Sassoli: «Ad blocking e programmatic, serve trasparenza. Entro Pasqua pronto il Libro Bianco»

Si è svolta la prima riunione con Fieg, AssoCom, Iab Italia, Fedoweb, Unicom, Fcp e Netcomm, e da questa sono stati stabiliti gli argomenti che saranno discussi nel prossimo incontro, che si terrà a gennaio. «Il documento sarà pronto indicativamente per la primavera», anticipa in questa intervista a DailyMedia il presidente degli utenti

Sassoli: «Ad blocking e programmatic, serve trasparenza. Entro Pasqua pronto il Libro Bianco»

Durante l’assemblea annuale di UPA, nello scorso maggio, era stata annunciata la costituzione di un tavolo di discussione che avrebbe portato alla stesura di un Libro Bianco relativo all’ad blocking e al digitale. I lavori hanno fatto significativi progressi, e proprio pochi giorni fa i presidenti di Fieg (Maurizio Costa), AssoCom (Marco Testa), Iab Italia (Carlo Noseda), Fedoweb (Giancarlo Vergori), Unicom (Alessandro Ubertis), Fcp (Massimo Martellini), la stessa UPA (Lorenzo Sassoli de Bianchi), e Netcomm (Roberto Liscia), hanno concluso il primo incontro, durante il quale sono stati affrontati gli argomenti definitivi che verranno dibattuti nelle prossime sedute. «A gennaio faremo una nuova riunione dei presidenti durante la quale metteremo insieme tutto il materiale e vedremo quali sono i punti di convergenza e quelli di divergenza per arrivare indicativamente entro Pasqua al libro bianco definitivo che, comunque, non sarà esaustivo, perché il contesto cambia costantemente e perché sicuramente ci saranno dei temi su cui le discussioni si protrarranno più a lungo. Sottolineando che il mercato digitale vale il 28% dell’intero investimento in comunicazione», spiega Lorenzo Sassoli de Bianchi a DailyMedia. La vicenda delle metriche sbagliate di Facebook, che dopo due anni ha ammesso un’incongruenza sostanziale tra i dati relativi al tempo medio di visione dei contenuti video consegnati a editori e inserzionisti e quelli effettivi, è stato un ulteriore stimolo per il tavolo di lavoro, sostenitore della necessità di una maggiore trasparenza di tutte le vicende della rete. Durante l’incontro, il presidente ha svelato i punti su cui si svilupperà il Libro Bianco.  

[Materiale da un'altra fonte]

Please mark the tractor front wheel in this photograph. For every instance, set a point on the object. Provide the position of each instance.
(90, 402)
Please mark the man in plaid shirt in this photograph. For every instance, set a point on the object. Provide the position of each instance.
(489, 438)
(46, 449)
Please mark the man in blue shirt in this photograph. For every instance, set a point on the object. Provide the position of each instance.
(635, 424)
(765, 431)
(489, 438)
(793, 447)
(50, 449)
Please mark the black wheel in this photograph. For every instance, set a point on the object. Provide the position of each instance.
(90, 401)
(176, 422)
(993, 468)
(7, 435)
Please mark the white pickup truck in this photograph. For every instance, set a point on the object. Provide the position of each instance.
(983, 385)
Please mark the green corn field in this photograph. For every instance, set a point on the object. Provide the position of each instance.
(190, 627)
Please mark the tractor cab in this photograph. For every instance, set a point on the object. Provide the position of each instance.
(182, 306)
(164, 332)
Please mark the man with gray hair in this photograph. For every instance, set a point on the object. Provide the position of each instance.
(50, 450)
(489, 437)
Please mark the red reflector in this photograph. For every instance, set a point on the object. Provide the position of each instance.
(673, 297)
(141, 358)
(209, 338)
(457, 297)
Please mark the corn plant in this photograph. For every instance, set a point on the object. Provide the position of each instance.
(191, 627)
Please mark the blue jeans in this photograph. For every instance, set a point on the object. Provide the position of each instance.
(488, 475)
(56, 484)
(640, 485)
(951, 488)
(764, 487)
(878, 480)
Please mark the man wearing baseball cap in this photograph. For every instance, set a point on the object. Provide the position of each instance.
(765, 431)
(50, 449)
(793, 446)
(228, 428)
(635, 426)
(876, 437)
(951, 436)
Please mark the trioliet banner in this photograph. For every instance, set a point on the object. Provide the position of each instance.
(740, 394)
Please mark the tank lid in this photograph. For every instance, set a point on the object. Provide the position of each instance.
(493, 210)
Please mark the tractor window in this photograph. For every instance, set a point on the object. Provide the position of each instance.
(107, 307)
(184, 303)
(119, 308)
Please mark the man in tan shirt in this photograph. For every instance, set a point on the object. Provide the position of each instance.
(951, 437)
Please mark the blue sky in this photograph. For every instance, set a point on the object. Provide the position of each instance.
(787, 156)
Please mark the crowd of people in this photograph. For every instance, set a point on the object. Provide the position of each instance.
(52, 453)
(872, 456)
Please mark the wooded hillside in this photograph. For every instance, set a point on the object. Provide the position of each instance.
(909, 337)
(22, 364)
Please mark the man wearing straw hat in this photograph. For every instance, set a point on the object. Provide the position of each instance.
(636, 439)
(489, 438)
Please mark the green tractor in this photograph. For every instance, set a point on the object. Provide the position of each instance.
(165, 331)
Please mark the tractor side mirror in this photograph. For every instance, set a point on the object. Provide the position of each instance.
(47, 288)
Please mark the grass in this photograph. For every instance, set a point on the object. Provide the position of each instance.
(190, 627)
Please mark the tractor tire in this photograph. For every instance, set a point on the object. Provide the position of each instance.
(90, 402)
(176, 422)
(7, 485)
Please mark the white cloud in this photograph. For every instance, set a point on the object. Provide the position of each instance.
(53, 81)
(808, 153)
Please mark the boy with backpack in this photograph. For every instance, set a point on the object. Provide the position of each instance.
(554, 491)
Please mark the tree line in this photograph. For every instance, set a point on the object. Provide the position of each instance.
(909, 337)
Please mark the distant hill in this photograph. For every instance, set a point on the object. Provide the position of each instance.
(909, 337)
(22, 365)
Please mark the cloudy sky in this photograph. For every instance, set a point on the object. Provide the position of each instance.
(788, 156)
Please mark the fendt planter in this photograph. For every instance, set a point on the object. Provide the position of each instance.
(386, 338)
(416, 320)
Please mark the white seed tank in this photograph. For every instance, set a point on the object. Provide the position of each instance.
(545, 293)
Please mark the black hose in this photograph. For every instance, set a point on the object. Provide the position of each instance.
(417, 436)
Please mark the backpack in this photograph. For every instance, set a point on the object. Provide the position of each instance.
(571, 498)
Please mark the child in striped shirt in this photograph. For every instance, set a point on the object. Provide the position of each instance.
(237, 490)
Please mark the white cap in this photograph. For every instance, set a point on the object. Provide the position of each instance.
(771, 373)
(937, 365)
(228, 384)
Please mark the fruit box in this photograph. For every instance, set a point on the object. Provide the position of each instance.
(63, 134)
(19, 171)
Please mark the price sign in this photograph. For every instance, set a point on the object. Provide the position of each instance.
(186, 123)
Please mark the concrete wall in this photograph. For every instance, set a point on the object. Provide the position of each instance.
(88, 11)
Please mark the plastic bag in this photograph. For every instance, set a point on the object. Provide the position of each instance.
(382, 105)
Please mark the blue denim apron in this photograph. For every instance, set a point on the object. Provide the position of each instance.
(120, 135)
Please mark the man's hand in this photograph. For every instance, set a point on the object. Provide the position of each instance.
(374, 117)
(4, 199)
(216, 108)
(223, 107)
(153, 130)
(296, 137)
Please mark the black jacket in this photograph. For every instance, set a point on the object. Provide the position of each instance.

Dati e misurazioni di terze parti

  Il primo punto su cui Sassoli concentra l’attenzione è «la certificazione dei dati di internet da parte di terze parti indipendenti. Oggi, i feedback ricevuti provengono molto spesso dalle parti coinvolte. L’audience televisiva, per esempio, è misurata da Auditel, un organismo autonomo, mentre le informazioni sui social network provengono direttamente dalle piattaforme stesse. Una pratica in sostanziale antitesi con il principio su cui sono state fondate le audi», spiega sempre il presidente di UPA. Facebook, Twitter, Instagram e così via rispondono all’obiezione facendo notare il possesso di dati molto puntuali, e più puntuali rispetto agli altri media, sottolineando quindi che non è necessario un organismo esterno per svolgere la pratica misurativa. «In realtà l’episodio di Facebook dimostra invece l’effettiva necessità di una contro-prova, di un occhio esterno che ne verifichi l’attendibilità», continua.  

Viewability

  «In America la viewability è definita secondo parametri che noi non riteniamo equi: lo scontrino per un banner parte dopo che questo appare nella schermata dell’utente per 1 secondo, con almeno il 50% dei pixiel, quello per un video, invece, dopo due secondi con almeno il 50% dei pixel in schermata. Noi non abbiamo ancora proposte da fare, ma sia il tempo che la quantità di pixiel che definiscono una impression saranno oggetto di confronto nelle prossime riunioni», svela sempre Sassoli.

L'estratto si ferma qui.